SZHKG v Minister for Immigration
[2007] FMCA 286
•2 March 2007
FEDERAL MAGISTRATES COURT OF AUSTRALIA
| SZHKG v MINISTER FOR IMMIGRATION & ANOR | [2007] FMCA 286 |
| MIGRATION – Review of RRT decision − where the applicant declined an invitation to attend the Tribunal hearing − where the Tribunal was not satisfied of the applicant’s claims on the basis of a lack of information about them − where the Tribunal sent the invitation to the wrong address − where the invitation was in any case received by the applicant’s migration agent − whether the applicant suffered any disadvantage from the failure to properly address the invitation − whether the court should exercise its discretion to remit the matter to the Tribunal − whether the applicant had any further information to add to his statement before the Tribunal − where the migration agent advised the applicant not to appear − whether the conduct of the migration agent affecting the decision of the applicant not to attend can amount to jurisdictional error. |
| Migration Act 1958, ss.425A(2), 441A, 441G |
| NAST v Minister for Immigration [2004] FCA 86 Dranichnikov v Minister for Immigration [2003] 197 ALR 389 Abebe v Commonwealth of Australia [1999] 197 CLR 510 SZATG v Minister for Immigration (2004) 215 ALR 358 |
| Applicant: | SZHKG |
| First Respondent: | MINISTER FOR IMMIGRATION & MULTICULTURAL AFFAIRS |
| Second Respondent: | REFUGEE REVIEW TRIBUNAL |
| File Number: | SYG 3048 of 2005 |
| Judgment of: | Raphael FM |
| Hearing date: | 2 March 2007 |
| Date of Last Submission: | 2 March 2007 |
| Delivered at: | Sydney |
| Delivered on: | 2 March 2007 |
REPRESENTATION
| Counsel for the Applicant: | Applicant in Person |
| Counsel for the Respondents: | Mr G. Kennett |
| Solicitors for the Respondents: | Phillips Fox |
ORDERS
Application dismissed.
Applicant to pay the respondent’s costs assessed in the sum of $5000.00 pursuant to Part 21, Rule 21.02(2)(a) Federal Magistrates Court Rules 2001.
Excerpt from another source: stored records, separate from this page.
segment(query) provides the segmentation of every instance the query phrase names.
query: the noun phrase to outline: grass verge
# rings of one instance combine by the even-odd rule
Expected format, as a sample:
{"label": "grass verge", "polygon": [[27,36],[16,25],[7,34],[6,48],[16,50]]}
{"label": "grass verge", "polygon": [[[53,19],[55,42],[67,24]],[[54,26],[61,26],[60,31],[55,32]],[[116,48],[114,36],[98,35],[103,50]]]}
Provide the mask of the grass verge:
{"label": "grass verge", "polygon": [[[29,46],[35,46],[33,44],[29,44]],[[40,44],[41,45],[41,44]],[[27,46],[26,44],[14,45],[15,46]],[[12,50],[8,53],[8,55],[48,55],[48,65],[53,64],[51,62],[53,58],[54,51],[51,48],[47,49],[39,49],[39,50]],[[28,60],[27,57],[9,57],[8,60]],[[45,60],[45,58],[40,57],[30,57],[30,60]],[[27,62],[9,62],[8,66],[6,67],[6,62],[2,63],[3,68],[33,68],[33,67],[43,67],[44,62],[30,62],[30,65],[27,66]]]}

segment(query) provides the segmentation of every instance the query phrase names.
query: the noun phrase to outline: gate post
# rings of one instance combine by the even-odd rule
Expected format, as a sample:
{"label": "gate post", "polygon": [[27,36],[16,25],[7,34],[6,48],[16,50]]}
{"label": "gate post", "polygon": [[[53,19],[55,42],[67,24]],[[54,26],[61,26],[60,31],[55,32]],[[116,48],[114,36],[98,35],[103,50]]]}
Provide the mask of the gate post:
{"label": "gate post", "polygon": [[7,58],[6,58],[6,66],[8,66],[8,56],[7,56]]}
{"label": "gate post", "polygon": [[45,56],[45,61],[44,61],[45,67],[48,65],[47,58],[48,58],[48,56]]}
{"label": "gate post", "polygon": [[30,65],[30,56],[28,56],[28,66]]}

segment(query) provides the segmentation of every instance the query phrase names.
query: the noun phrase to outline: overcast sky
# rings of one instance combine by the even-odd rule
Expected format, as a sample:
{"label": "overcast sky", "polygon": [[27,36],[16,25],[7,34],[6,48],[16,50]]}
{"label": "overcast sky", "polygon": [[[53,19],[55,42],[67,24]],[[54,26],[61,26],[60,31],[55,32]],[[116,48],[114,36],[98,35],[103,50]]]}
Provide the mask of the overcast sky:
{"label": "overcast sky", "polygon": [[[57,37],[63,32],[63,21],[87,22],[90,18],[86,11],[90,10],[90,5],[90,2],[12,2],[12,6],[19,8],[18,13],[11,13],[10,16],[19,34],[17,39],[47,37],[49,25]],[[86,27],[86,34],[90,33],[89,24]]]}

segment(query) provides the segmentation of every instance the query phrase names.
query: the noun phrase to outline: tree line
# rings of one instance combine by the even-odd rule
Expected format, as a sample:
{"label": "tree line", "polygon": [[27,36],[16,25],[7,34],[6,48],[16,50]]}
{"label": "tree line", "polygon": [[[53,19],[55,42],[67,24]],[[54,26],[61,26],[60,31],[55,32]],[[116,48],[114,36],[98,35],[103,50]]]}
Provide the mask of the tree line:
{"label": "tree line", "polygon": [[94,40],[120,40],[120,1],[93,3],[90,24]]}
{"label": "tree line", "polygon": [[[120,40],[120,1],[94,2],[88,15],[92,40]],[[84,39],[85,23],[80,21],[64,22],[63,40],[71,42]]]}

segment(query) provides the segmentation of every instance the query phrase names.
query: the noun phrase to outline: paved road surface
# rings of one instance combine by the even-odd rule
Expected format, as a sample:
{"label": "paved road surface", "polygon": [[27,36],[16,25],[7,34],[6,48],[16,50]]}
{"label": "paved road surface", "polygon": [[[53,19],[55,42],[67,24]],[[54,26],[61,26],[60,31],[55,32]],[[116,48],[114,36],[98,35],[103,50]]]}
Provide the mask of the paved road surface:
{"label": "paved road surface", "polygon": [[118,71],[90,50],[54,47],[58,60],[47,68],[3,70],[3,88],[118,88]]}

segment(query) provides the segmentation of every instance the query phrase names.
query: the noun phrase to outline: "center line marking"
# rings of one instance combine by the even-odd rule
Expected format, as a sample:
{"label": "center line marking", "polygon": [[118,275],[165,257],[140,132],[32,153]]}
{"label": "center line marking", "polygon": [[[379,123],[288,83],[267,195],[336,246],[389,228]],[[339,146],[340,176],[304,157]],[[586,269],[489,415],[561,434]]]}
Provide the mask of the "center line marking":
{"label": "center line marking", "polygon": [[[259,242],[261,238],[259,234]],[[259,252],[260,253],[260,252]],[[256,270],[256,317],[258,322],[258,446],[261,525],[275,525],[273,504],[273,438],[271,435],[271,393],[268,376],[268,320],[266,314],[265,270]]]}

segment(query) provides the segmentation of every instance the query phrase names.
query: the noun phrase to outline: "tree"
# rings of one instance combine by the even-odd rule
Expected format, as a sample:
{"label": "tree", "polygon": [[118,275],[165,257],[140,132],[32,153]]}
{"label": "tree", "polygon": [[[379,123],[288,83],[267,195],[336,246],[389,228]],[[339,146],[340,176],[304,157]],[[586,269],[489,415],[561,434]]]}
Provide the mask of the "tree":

| FEDERAL MAGISTRATES COURT OF AUSTRALIA AT SYDNEY |
SYG 3048 of 2005
| SZHKG |
Applicant
And
| MINISTER FOR IMMIGRATION & MULTICULTURAL AFFAIRS |
First Respondent
| REFUGEE REVIEW TRIBUNAL |
Second Respondent
REASONS FOR JUDGMENT
The applicant is a citizen of the People’s Republic of China. He arrived in Australia on 15 December 2001. On 14 January 2002 he lodged an application for a protection (XA) visa with the Department of Immigration and Multicultural and Indigenous Affairs. On 23 April 2002 a delegate of the Minister refused to grant a protection visa and on 23 May 2002 the applicant applied for a review of that decision.
On 13 March 2003 the Tribunal wrote to the applicant advising him that it had considered the material before it in relation to his application but was unable to make a decision in his favour on that information alone. The applicant was invited to a hearing on 2 May 2003. With the letter was provided a response to hearing form. The response to hearing form was completed and signed by the applicant. It advised the Tribunal that the applicant did not wish to go to a hearing. It was dated 31 March 2003. On 26 May 2003 the Tribunal determined to affirm the decision not to grant a protection visa and it handed down that decision on 20 June 2003.
The grounds upon which the applicant claimed that he was a person to whom Australia owed protection obligations under the Migration Act 1958 (the “Act”) are found in a statement typewritten and unsigned between [CB18] and [21]. In short, the applicant claimed that he was a practitioner of Falun Gong. He had started Falun Gong exercises because of his health which had improved as a result. He claims to have become a leading member of the Falun Gong organisation in his home town and to have organised several demonstrations at the local education college. As a result he came to the interest of the police who harassed him and prevented him from obtaining proper employment. The harassment from the police caused problems within his family and his marriage collapsed. He became depressed and turned again to Falun Gong for assistance.
The applicant claimed that after the incident of self-immolation in Tiananmen Square in 2001 he got together with other practitioners to discuss the political situation. He said that only a short while after the meeting commenced the police came in. He managed to escape and then with the assistance of friends obtained the documentation which allowed him to flee to Australia.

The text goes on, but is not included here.